Written by Ramón Saquete
Table of contents
- 1 CSR issues during the initial load of a page
- 2 CSR problems with regard to navigation to the next page
- 3 Blocking the indexing of partial responses through AJAX
- 4 Conclusion
Sometimes, the development company uses CSR and doesn’t offer us the option of using a universal framework. This CSR-based web development will get us into trouble, to a greater or lesser degree, depending on the crawler and its ranking algorithms. In this post, we are going to analyse what these problems with Google’s crawler are and how to solve them.
CSR issues during the initial load of a page
Issues as a result of slow rendering
Google’s indexing process goes through the following steps:
- Crawling: Googlebot requests a URL to the server.
- First wave of indexing: it indexes content painted on the server instantly, and gets new links to crawl.
- Second wave of indexing: with the HTML painted client-side, the remaining content is indexed, and new links to be crawled are obtained.
In the tests we’ve conducted, when the HTML rendering took more than 19 seconds, it didn’t get to index anything. While this is a long time, in some cases it can be surpassed, especially if we use AJAX intensively, and in these cases Google’s renderer, just as any renderer, really, has to wait for the following steps to occur:
- HTML is downloaded and processed to request linked files and to create DOM.
- CSS is downloaded and processed, to request linked files and to create CSSOM.
- The AJAX request is moved to a request queue, waiting to be responded, together with other requested files.
- The AJAX request is launched, and it has to travel through the network to the server.
The request and download times of the process we just described depend on the network and server load during that time. Moreover, Googlebot only uses HTTP/1.1, which is slower than HTTP/2, because requests are dealt with one after the other, and not all at the same time. It’s necessary that both the client and the server allow HTTP/2 to be used, which is why Googlebot will only use HTTP/1.1, even if our server allows HTTP/2. To summarise, this means Googlebot waits for each request to finish in order to launch the next one, and it’s possible it won’t try to parallelise certain requests by opening various connections, as browsers do (although we don’t know exactly how it does it). Therefore, we are in a situation where we could exceed these 19 seconds we estimated earlier.

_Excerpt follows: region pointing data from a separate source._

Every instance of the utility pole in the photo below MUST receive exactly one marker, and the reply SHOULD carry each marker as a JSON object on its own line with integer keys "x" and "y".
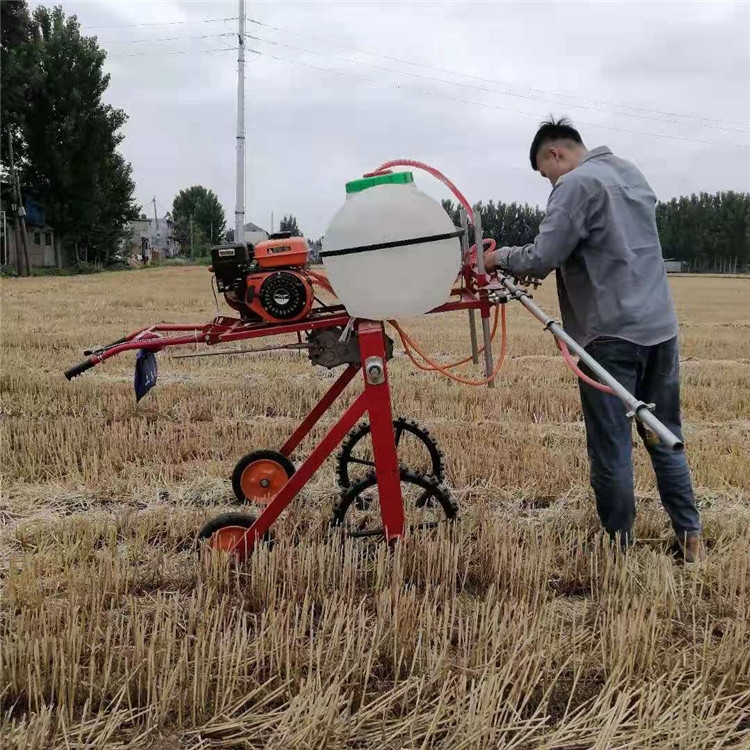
{"x": 239, "y": 211}
{"x": 156, "y": 224}
{"x": 19, "y": 215}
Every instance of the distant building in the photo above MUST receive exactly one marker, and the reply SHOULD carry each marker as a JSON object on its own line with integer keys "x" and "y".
{"x": 44, "y": 250}
{"x": 151, "y": 240}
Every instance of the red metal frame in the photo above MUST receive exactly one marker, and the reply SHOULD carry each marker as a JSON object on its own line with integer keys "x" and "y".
{"x": 375, "y": 399}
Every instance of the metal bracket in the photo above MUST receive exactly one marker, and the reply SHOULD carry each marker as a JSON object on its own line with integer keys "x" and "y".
{"x": 374, "y": 371}
{"x": 632, "y": 414}
{"x": 347, "y": 332}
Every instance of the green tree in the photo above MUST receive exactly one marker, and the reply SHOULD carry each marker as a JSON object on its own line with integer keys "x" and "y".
{"x": 506, "y": 223}
{"x": 204, "y": 208}
{"x": 19, "y": 74}
{"x": 709, "y": 232}
{"x": 68, "y": 138}
{"x": 289, "y": 224}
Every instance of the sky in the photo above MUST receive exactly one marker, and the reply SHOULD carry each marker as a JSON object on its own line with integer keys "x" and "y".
{"x": 334, "y": 89}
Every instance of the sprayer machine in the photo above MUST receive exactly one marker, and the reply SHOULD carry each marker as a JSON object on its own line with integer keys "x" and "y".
{"x": 390, "y": 252}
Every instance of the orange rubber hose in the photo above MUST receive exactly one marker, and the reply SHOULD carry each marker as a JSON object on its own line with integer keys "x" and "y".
{"x": 409, "y": 345}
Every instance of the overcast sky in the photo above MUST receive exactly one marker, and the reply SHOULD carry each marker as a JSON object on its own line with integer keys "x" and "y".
{"x": 487, "y": 74}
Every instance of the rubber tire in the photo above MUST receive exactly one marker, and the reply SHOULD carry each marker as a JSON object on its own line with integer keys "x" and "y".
{"x": 249, "y": 458}
{"x": 227, "y": 519}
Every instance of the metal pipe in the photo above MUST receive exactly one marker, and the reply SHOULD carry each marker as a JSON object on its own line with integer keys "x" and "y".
{"x": 489, "y": 365}
{"x": 464, "y": 254}
{"x": 636, "y": 408}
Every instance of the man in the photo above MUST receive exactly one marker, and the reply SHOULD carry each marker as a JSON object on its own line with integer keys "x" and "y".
{"x": 599, "y": 232}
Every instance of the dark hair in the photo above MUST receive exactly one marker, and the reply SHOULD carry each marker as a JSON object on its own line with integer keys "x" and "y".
{"x": 551, "y": 130}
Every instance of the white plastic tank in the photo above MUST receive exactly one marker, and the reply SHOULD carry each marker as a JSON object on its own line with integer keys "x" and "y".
{"x": 390, "y": 251}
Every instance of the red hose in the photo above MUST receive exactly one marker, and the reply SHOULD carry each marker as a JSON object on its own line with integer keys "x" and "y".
{"x": 435, "y": 173}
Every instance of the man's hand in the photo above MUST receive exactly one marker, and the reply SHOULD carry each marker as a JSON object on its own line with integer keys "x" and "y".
{"x": 490, "y": 261}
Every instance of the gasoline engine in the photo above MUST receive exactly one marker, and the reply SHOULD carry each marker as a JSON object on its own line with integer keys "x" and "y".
{"x": 267, "y": 281}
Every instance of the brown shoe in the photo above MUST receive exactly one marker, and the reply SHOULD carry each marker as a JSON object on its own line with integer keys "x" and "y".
{"x": 692, "y": 548}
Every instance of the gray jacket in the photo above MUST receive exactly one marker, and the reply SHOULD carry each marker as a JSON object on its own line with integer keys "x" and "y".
{"x": 599, "y": 232}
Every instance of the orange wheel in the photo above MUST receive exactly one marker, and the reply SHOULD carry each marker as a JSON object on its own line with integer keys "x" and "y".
{"x": 227, "y": 533}
{"x": 229, "y": 539}
{"x": 259, "y": 476}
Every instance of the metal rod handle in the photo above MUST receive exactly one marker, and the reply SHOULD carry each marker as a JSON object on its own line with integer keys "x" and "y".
{"x": 489, "y": 364}
{"x": 464, "y": 256}
{"x": 635, "y": 407}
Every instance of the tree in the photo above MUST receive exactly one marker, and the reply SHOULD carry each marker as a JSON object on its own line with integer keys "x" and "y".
{"x": 289, "y": 224}
{"x": 19, "y": 74}
{"x": 709, "y": 232}
{"x": 206, "y": 211}
{"x": 67, "y": 137}
{"x": 506, "y": 223}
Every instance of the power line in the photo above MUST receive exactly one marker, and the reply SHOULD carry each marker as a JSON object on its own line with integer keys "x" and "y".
{"x": 161, "y": 23}
{"x": 502, "y": 83}
{"x": 178, "y": 52}
{"x": 168, "y": 38}
{"x": 496, "y": 107}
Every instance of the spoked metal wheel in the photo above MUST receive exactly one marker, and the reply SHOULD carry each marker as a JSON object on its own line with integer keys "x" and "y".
{"x": 418, "y": 452}
{"x": 427, "y": 505}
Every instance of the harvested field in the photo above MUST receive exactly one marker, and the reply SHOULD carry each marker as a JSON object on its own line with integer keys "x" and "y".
{"x": 512, "y": 629}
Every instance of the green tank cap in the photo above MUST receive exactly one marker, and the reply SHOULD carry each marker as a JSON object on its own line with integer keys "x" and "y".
{"x": 397, "y": 178}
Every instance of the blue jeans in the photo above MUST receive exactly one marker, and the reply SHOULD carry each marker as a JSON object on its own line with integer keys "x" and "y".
{"x": 651, "y": 374}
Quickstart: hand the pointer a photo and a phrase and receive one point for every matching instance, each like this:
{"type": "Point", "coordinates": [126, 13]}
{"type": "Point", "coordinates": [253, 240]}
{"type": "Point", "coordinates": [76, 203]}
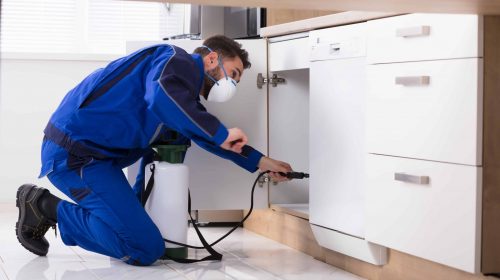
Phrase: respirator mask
{"type": "Point", "coordinates": [222, 90]}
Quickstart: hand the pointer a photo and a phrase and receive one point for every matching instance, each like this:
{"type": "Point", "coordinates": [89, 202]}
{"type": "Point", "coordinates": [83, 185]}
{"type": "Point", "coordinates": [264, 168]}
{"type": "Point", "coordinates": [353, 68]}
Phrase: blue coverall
{"type": "Point", "coordinates": [108, 122]}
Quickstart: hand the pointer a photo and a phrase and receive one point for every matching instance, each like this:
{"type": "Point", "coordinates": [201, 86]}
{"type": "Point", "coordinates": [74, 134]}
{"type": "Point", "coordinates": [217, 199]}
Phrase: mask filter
{"type": "Point", "coordinates": [223, 89]}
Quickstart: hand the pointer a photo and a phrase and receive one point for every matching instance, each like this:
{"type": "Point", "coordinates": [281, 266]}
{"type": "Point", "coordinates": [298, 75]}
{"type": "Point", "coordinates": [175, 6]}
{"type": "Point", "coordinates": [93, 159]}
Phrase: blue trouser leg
{"type": "Point", "coordinates": [108, 218]}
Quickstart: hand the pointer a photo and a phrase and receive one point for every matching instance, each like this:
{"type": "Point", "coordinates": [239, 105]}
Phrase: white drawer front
{"type": "Point", "coordinates": [439, 221]}
{"type": "Point", "coordinates": [426, 110]}
{"type": "Point", "coordinates": [417, 37]}
{"type": "Point", "coordinates": [289, 55]}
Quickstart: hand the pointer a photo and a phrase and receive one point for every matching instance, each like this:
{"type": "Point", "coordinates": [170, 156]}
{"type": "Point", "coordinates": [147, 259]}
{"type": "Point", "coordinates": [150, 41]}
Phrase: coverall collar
{"type": "Point", "coordinates": [199, 62]}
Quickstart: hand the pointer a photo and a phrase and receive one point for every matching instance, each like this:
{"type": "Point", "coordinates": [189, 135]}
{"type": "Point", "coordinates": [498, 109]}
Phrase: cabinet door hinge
{"type": "Point", "coordinates": [274, 80]}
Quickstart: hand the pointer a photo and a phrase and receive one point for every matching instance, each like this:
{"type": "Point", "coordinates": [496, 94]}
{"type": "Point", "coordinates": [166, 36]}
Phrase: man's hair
{"type": "Point", "coordinates": [226, 47]}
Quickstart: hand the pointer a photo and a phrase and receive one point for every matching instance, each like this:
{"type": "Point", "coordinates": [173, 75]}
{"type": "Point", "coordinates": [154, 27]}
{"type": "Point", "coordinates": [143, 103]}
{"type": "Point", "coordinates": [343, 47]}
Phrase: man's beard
{"type": "Point", "coordinates": [208, 83]}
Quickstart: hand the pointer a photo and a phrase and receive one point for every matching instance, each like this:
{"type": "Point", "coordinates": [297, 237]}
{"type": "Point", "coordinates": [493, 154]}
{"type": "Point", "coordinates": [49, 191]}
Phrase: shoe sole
{"type": "Point", "coordinates": [21, 200]}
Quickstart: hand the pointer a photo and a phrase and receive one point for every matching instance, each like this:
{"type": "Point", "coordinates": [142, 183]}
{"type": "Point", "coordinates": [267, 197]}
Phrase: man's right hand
{"type": "Point", "coordinates": [235, 140]}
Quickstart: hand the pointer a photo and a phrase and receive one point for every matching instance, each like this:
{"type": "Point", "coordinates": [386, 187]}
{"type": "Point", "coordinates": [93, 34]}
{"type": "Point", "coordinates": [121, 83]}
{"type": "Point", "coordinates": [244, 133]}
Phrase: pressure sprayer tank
{"type": "Point", "coordinates": [168, 202]}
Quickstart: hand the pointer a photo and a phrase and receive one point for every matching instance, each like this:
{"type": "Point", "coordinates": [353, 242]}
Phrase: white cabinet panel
{"type": "Point", "coordinates": [289, 55]}
{"type": "Point", "coordinates": [337, 145]}
{"type": "Point", "coordinates": [439, 221]}
{"type": "Point", "coordinates": [216, 183]}
{"type": "Point", "coordinates": [426, 110]}
{"type": "Point", "coordinates": [416, 37]}
{"type": "Point", "coordinates": [289, 133]}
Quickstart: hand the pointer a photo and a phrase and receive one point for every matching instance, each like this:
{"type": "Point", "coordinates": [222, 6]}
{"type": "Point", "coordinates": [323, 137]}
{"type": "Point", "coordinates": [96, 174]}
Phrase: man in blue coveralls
{"type": "Point", "coordinates": [109, 121]}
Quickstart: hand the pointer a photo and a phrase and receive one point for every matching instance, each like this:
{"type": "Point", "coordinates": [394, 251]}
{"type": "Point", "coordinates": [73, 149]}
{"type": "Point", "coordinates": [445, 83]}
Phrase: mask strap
{"type": "Point", "coordinates": [203, 46]}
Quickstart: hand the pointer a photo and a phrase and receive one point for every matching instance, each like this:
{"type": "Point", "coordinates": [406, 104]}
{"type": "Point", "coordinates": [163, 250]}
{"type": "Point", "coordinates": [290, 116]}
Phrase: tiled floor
{"type": "Point", "coordinates": [246, 256]}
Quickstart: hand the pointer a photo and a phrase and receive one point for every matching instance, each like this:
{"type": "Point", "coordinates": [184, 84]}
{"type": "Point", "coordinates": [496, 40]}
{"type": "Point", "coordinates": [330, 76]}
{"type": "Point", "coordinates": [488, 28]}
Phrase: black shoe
{"type": "Point", "coordinates": [32, 224]}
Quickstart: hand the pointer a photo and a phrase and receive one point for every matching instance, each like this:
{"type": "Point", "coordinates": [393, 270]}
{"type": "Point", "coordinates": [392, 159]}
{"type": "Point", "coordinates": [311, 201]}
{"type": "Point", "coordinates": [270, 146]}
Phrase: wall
{"type": "Point", "coordinates": [31, 88]}
{"type": "Point", "coordinates": [279, 16]}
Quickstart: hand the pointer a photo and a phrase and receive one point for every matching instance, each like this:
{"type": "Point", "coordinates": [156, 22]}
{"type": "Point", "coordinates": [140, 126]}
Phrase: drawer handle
{"type": "Point", "coordinates": [407, 178]}
{"type": "Point", "coordinates": [413, 80]}
{"type": "Point", "coordinates": [415, 31]}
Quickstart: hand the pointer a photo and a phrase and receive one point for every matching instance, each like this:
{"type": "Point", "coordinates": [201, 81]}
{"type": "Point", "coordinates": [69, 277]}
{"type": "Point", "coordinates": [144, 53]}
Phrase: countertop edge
{"type": "Point", "coordinates": [341, 18]}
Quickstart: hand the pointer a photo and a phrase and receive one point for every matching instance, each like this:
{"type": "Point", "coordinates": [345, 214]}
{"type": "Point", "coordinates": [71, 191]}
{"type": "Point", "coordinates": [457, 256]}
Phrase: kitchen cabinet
{"type": "Point", "coordinates": [289, 117]}
{"type": "Point", "coordinates": [337, 142]}
{"type": "Point", "coordinates": [426, 172]}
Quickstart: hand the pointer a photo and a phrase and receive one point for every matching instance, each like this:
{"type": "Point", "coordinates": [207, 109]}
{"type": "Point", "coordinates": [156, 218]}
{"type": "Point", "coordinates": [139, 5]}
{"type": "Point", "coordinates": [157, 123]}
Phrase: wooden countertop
{"type": "Point", "coordinates": [490, 7]}
{"type": "Point", "coordinates": [320, 22]}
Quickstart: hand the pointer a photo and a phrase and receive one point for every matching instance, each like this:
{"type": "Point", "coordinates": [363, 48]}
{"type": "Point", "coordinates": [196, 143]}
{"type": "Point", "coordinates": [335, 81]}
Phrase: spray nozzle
{"type": "Point", "coordinates": [294, 175]}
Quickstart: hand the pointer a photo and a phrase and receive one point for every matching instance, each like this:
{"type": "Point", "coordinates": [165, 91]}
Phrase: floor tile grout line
{"type": "Point", "coordinates": [4, 272]}
{"type": "Point", "coordinates": [90, 270]}
{"type": "Point", "coordinates": [178, 272]}
{"type": "Point", "coordinates": [76, 253]}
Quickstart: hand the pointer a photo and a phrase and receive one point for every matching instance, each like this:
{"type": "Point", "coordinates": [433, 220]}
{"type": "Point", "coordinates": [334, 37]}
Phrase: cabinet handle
{"type": "Point", "coordinates": [413, 80]}
{"type": "Point", "coordinates": [407, 178]}
{"type": "Point", "coordinates": [415, 31]}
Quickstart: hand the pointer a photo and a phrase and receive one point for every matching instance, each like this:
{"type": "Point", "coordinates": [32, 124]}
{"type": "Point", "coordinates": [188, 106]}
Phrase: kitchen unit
{"type": "Point", "coordinates": [337, 142]}
{"type": "Point", "coordinates": [431, 127]}
{"type": "Point", "coordinates": [430, 167]}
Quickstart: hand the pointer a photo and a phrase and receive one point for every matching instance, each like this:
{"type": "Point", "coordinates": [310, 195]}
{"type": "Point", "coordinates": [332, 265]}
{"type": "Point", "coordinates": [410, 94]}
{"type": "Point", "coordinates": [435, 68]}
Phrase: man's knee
{"type": "Point", "coordinates": [151, 246]}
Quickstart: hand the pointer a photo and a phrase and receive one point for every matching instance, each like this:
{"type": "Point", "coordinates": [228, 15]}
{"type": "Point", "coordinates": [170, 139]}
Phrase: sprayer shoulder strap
{"type": "Point", "coordinates": [214, 255]}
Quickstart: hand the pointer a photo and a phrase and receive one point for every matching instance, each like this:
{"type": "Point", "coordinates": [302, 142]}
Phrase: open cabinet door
{"type": "Point", "coordinates": [216, 183]}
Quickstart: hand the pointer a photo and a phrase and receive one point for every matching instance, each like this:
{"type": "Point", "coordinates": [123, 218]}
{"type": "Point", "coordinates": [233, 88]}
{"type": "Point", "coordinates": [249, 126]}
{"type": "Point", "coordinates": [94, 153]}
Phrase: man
{"type": "Point", "coordinates": [109, 121]}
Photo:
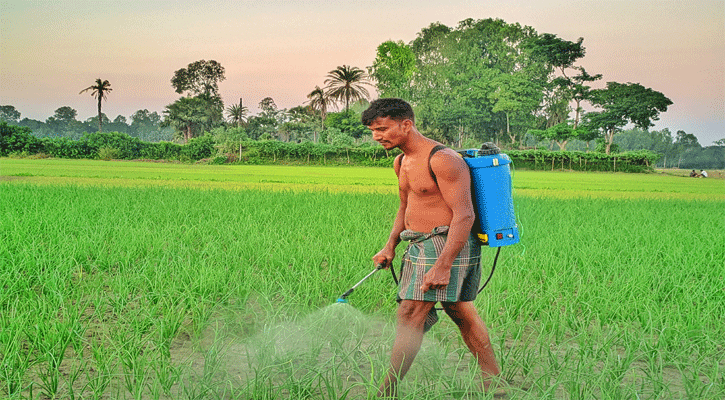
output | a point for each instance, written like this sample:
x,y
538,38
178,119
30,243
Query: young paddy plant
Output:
x,y
603,297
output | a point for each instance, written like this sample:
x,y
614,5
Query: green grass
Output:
x,y
141,292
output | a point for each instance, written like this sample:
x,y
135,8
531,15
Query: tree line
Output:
x,y
483,80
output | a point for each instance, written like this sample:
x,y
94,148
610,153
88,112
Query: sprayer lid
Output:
x,y
489,149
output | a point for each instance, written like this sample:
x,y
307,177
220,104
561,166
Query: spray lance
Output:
x,y
343,298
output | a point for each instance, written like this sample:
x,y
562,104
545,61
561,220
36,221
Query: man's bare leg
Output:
x,y
476,337
408,338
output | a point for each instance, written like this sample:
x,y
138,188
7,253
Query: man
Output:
x,y
442,263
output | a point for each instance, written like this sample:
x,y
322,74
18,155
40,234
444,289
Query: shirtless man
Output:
x,y
442,263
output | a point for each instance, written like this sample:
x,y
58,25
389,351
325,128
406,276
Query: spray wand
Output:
x,y
343,298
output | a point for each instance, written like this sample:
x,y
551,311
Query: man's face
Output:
x,y
390,133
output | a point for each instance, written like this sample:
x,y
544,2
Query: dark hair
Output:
x,y
395,109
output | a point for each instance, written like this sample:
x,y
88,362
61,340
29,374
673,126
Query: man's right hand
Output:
x,y
384,257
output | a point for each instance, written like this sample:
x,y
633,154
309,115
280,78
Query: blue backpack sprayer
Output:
x,y
491,186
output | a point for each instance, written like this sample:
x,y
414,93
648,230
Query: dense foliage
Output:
x,y
107,145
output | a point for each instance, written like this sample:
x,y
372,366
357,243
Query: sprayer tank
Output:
x,y
491,183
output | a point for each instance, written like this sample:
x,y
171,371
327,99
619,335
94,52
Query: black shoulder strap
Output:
x,y
434,150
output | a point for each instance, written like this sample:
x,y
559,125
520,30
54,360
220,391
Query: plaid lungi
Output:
x,y
422,253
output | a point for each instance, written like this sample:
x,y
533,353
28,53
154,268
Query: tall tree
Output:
x,y
319,101
9,114
237,113
100,91
188,115
199,77
393,69
625,103
346,83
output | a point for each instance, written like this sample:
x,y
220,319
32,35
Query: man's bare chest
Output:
x,y
415,177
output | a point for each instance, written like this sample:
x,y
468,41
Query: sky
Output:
x,y
51,50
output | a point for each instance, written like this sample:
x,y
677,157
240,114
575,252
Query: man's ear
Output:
x,y
407,125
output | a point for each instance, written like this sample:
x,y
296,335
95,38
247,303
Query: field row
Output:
x,y
343,179
168,292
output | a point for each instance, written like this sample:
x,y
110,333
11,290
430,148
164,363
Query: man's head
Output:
x,y
391,121
395,109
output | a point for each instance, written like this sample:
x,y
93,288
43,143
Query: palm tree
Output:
x,y
100,91
347,83
319,100
237,113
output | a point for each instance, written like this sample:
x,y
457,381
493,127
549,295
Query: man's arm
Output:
x,y
454,182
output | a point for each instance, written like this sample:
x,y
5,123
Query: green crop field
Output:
x,y
170,281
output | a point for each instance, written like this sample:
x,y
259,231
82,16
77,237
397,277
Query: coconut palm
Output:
x,y
237,113
319,100
100,91
347,84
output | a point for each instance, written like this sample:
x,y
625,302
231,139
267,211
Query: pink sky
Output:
x,y
50,50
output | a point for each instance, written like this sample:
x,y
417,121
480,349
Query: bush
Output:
x,y
198,148
108,153
17,139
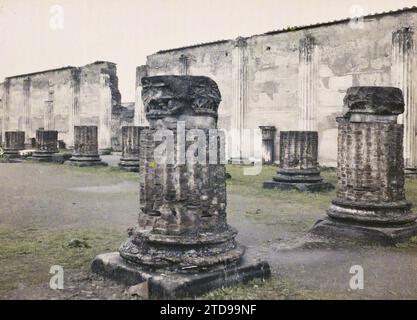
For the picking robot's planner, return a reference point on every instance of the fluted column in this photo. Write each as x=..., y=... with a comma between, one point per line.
x=49, y=109
x=403, y=75
x=298, y=166
x=140, y=117
x=240, y=91
x=85, y=147
x=104, y=130
x=6, y=109
x=14, y=142
x=74, y=112
x=268, y=144
x=46, y=145
x=308, y=82
x=182, y=244
x=130, y=147
x=27, y=113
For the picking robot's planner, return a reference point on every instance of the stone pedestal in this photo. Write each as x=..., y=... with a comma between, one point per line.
x=85, y=148
x=370, y=201
x=182, y=244
x=46, y=145
x=298, y=168
x=268, y=144
x=14, y=142
x=130, y=144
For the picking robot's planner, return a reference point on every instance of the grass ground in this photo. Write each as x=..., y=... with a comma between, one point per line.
x=26, y=253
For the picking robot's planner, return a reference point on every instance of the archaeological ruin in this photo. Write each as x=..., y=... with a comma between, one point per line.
x=370, y=201
x=298, y=166
x=46, y=145
x=182, y=245
x=130, y=148
x=14, y=142
x=85, y=152
x=59, y=99
x=294, y=79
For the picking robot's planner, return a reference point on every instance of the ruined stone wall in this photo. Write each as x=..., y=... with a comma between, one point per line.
x=122, y=115
x=61, y=98
x=296, y=80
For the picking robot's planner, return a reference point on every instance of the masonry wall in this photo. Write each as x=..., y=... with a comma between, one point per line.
x=296, y=80
x=59, y=99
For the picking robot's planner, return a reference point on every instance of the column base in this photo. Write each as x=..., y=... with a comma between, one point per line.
x=129, y=165
x=85, y=161
x=170, y=285
x=300, y=186
x=382, y=235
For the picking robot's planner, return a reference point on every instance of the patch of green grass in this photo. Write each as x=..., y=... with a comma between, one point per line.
x=26, y=255
x=275, y=288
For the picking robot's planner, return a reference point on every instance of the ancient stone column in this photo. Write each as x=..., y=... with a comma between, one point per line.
x=370, y=201
x=14, y=142
x=182, y=244
x=85, y=148
x=74, y=112
x=140, y=116
x=308, y=80
x=268, y=144
x=46, y=145
x=403, y=76
x=240, y=100
x=298, y=166
x=27, y=115
x=130, y=144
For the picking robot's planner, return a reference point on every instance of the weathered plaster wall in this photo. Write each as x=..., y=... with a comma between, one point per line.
x=286, y=74
x=61, y=98
x=122, y=116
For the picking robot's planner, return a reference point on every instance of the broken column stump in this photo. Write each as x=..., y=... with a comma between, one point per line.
x=85, y=148
x=182, y=245
x=14, y=142
x=46, y=145
x=298, y=167
x=268, y=144
x=130, y=148
x=370, y=202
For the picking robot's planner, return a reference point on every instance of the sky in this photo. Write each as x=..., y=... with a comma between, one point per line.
x=38, y=35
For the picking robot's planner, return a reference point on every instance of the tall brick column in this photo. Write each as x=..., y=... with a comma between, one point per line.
x=268, y=144
x=298, y=167
x=370, y=199
x=14, y=142
x=182, y=244
x=85, y=147
x=46, y=145
x=130, y=144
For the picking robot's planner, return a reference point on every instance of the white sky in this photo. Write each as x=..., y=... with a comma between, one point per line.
x=126, y=31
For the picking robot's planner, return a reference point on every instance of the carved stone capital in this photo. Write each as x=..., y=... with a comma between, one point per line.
x=380, y=101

On the other hand, due to these CSR performance issues, we will get a worse mark for the FCP (First Contentful Paint) metric in PageSpeed in terms of rendering and its WPO, and as a consequence, worse rankings.🕸A pure CSR approach damages indexing and rankings, because HTML generation is more costly for both Googlebot and browsers 😕Click To Tweet
- If the application requests user permission to do something, and on it depends the rendering of the main content, it won’t get painted, because Googlebot denies any permission it’s requested by default.
We must keep in mind that in the HTML generated by the previous tool, all metadata (including the canonical URL) will be ignored by Googlebot, as it only takes into account information when it’s painted on the server.
Now, let’s see what happens when we use a link to navigate, once we’re already on the website, and the HTML is painted client-side.
- Links don’t have a valid URL returning 200 OK in their href attribute.
What happens with the fragments now that Google can index AJAX?
Fragments are a part of a URL that can appear at the end, preceded by a hash #. For example:
Back when Google couldn’t index AJAX, if a URL changed its content through AJAX, based on the fragment part, we knew it was only going to index the URL and the content without taking the fragment into account. So… what happens to pages with fragments now that Google can index AJAX? The behaviour is exactly the same. If we link a page with a fragment, and it changes its content when accessed through the fragment, it will index the content ignoring the fragment, and the popularity will go to this URL, because Google trusts the fragment is going to be used as an anchor, and not to change the content, as it should.
However, Google does currently index URLs with a hashbang (#!). This can be implemented by simple adding the exclamation mark or bang, and Google will make it work, to maintain backward compatibility with an obsolete specification to make AJAX indexable. This practice, however, is not recommended, because now it is should be implemented with the history API, and besides, Google could suddenly stop indexing hashbang URLs any time.
Blocking the indexing of partial responses through AJAX
When an AJAX request is sent to URLs of a REST or GraphQL API, we’re returned a JSON or a piece of a page we don’t want indexed. Therefore, we should block the indexing of the URLs to which these requests are directed.
Back in the day we could block them using robots.txt, but since Googlebot’s renderer came to exist, we cannot block any resource used to paint HTML.
Currently, Google is a little bit smarter and it doesn’t usually attempt to index responses with JSONs, but if we want to make sure they don’t get indexed, the universal solution applicable to all search engines is to make all URLs used with AJAX to only accept requests made through the POST method, because it isn’t used by crawlers. When a GET request reaches the server, it should return a 404 error. In terms of programming, it doesn’t force us to remove parameters from the URL’s QueryString.